# Appendix: Hidden Markov Model Calculations
This appendix serves as an accompaniment to hidden markov models, discrete observations. We will go over calculations concerning:
> 1. **Probability of a Sequence**
2. **Forward-Backward Algorithm**
3. **Viterbi Algorithm**
4. **Baum-Welch Algorithm**

---

# 0. General Definitions
We will start by restating common variables that will be used throughout our calculations. 
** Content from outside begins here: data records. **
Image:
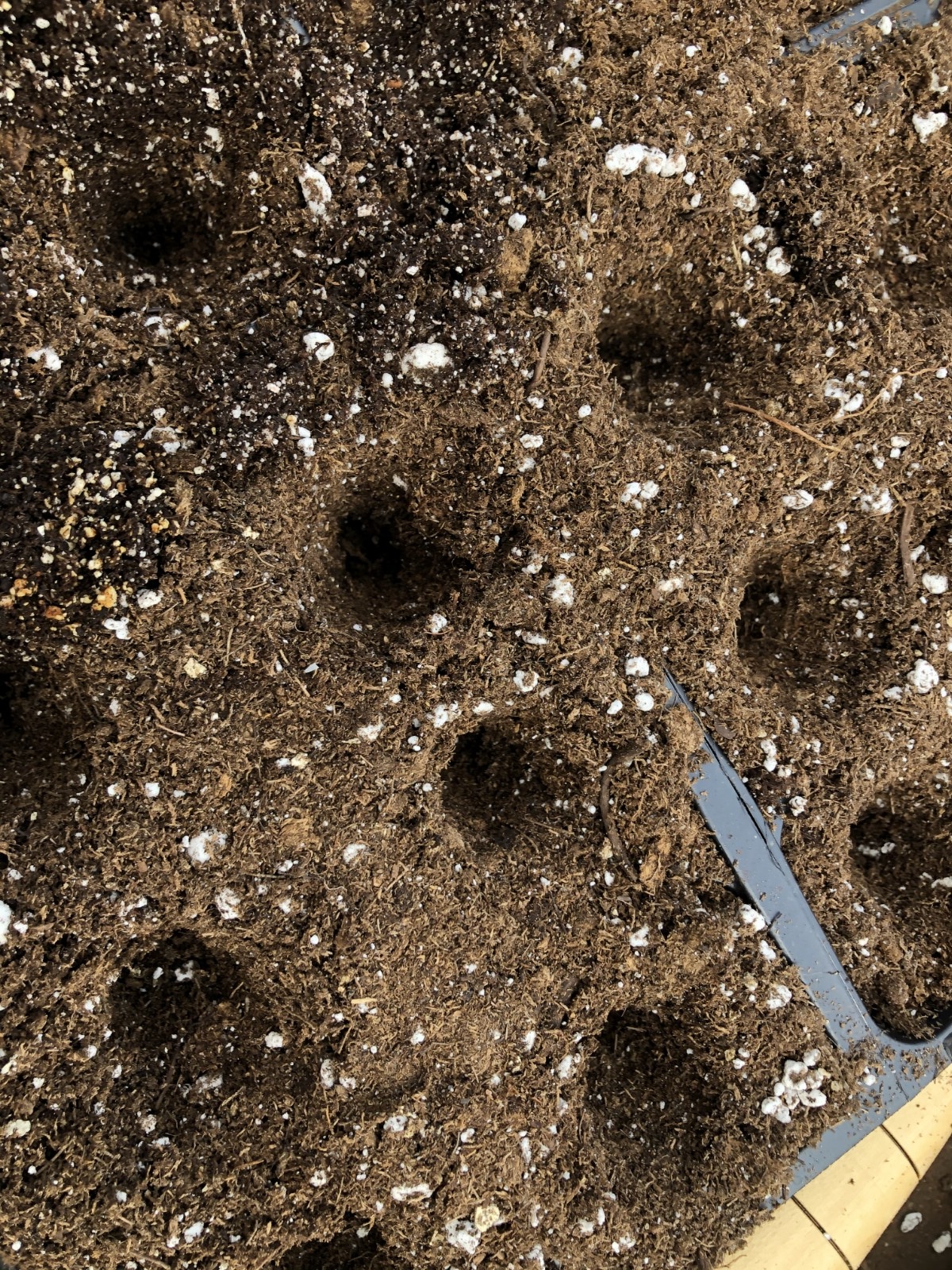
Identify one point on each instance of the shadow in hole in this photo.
(351, 1250)
(171, 997)
(672, 366)
(654, 1094)
(390, 568)
(797, 625)
(901, 855)
(36, 737)
(501, 785)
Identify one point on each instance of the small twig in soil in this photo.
(171, 730)
(541, 362)
(533, 86)
(619, 848)
(780, 423)
(905, 530)
(236, 14)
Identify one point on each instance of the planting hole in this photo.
(649, 1089)
(501, 785)
(901, 852)
(805, 625)
(390, 569)
(169, 997)
(35, 737)
(359, 1248)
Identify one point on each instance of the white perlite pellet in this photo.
(628, 159)
(797, 501)
(405, 1194)
(560, 591)
(923, 677)
(930, 124)
(319, 346)
(800, 1086)
(742, 197)
(317, 190)
(424, 360)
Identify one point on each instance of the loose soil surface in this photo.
(310, 958)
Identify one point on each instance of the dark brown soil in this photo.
(313, 960)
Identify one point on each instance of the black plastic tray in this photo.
(899, 1068)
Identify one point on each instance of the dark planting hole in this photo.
(649, 1090)
(654, 361)
(391, 568)
(372, 552)
(152, 239)
(36, 738)
(171, 995)
(804, 625)
(901, 855)
(359, 1248)
(674, 368)
(762, 626)
(167, 235)
(501, 784)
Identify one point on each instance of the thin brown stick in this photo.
(171, 730)
(541, 362)
(619, 848)
(533, 86)
(905, 531)
(780, 423)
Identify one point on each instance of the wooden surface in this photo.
(837, 1218)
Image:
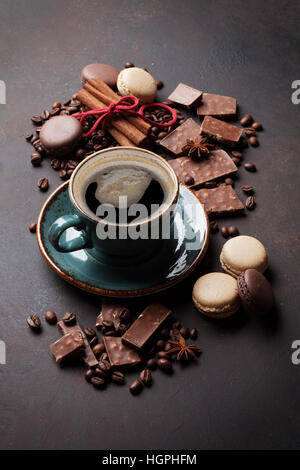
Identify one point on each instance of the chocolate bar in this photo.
(140, 333)
(217, 105)
(88, 355)
(70, 345)
(185, 95)
(220, 200)
(193, 173)
(119, 354)
(221, 131)
(177, 139)
(112, 313)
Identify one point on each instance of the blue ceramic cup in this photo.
(102, 238)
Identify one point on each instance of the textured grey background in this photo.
(245, 392)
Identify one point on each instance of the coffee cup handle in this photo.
(58, 228)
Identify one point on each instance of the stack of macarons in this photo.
(219, 295)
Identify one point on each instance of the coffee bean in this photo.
(136, 387)
(93, 341)
(45, 115)
(185, 332)
(28, 137)
(257, 126)
(253, 141)
(32, 227)
(69, 318)
(249, 132)
(233, 231)
(37, 120)
(34, 322)
(229, 181)
(250, 167)
(246, 120)
(56, 104)
(250, 203)
(160, 345)
(214, 227)
(89, 374)
(146, 377)
(165, 365)
(104, 366)
(55, 163)
(43, 184)
(189, 180)
(194, 333)
(36, 159)
(51, 317)
(151, 364)
(248, 189)
(237, 154)
(210, 184)
(224, 232)
(118, 377)
(89, 333)
(98, 382)
(236, 160)
(99, 349)
(63, 174)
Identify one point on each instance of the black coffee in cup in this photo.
(123, 187)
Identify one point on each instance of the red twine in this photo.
(128, 105)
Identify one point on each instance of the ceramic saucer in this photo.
(176, 259)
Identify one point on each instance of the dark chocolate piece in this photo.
(218, 164)
(119, 354)
(88, 355)
(145, 326)
(185, 95)
(60, 135)
(220, 131)
(220, 200)
(70, 345)
(217, 105)
(112, 313)
(177, 139)
(107, 73)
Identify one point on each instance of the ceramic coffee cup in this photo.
(90, 227)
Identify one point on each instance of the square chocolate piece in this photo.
(217, 105)
(185, 95)
(221, 131)
(88, 355)
(119, 354)
(68, 346)
(145, 327)
(193, 173)
(220, 200)
(177, 139)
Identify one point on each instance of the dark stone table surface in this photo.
(244, 393)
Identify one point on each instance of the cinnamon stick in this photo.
(92, 103)
(125, 127)
(98, 88)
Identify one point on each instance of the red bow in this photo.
(128, 105)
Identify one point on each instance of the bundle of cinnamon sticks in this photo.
(126, 130)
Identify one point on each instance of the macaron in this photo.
(241, 253)
(216, 295)
(60, 135)
(137, 82)
(255, 292)
(107, 73)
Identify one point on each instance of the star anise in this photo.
(197, 148)
(183, 350)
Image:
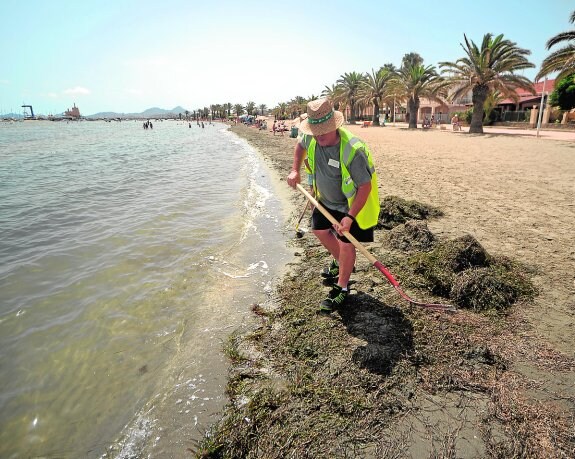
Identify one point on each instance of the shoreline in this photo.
(473, 383)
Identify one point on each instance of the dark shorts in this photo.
(320, 222)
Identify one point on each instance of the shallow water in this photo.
(126, 257)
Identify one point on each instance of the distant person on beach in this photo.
(345, 183)
(455, 123)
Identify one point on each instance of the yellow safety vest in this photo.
(349, 144)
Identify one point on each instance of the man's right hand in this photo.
(293, 178)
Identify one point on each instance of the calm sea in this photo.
(127, 256)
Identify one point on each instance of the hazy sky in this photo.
(130, 55)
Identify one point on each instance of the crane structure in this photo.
(26, 115)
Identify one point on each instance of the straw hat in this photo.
(321, 119)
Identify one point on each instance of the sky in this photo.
(127, 56)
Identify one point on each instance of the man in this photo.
(345, 183)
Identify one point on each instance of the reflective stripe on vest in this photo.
(369, 214)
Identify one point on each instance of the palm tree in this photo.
(335, 94)
(493, 99)
(486, 69)
(372, 90)
(414, 81)
(563, 59)
(349, 83)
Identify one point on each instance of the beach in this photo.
(514, 193)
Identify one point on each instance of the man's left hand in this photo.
(344, 225)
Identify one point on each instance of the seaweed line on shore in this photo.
(380, 378)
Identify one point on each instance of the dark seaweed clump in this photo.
(462, 270)
(395, 211)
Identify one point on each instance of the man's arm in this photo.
(361, 196)
(294, 177)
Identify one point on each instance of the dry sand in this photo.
(515, 194)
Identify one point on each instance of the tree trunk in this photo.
(375, 119)
(413, 107)
(478, 98)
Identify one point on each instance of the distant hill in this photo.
(150, 112)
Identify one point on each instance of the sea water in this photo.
(127, 256)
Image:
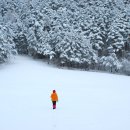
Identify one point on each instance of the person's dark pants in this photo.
(54, 104)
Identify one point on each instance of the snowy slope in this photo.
(87, 100)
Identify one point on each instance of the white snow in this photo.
(87, 100)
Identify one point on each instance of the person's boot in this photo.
(54, 106)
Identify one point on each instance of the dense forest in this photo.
(85, 34)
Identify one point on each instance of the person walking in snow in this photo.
(54, 98)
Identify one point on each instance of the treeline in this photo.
(87, 34)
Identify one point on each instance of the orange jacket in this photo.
(54, 97)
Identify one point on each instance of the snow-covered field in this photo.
(87, 100)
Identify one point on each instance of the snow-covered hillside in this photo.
(87, 100)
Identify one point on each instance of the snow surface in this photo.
(87, 100)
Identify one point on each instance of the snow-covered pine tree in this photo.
(7, 46)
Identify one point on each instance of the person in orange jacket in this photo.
(54, 98)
#### 0.1 Hidden States and Observations
We will let the number of hidden states be $M$:

$$\text{Number of hidden states} = M$$

And the length of our sequence of observations be $T$:

$$\text{Length of sequence of observations} = T$$

#### 0.2 Joint Distribution
We know that the joint distribution containing both our observed symbols and hidden states is:

$$p(x,z)$$

Where both $x$ and $z$ are vectors:

$$x = \big[x(1), x(2), ..., x(T)\big]$$

$$z = \big[z(1), z(2), ..., z(T)\big]$$

#### 0.3 Marginalized Distribution
And we want to find the distribution for the sequence of observed symbols:

$$p\big(x(1), x(2),...,x(T)\big)$$

This is done by _marginalizing_ out $z$. 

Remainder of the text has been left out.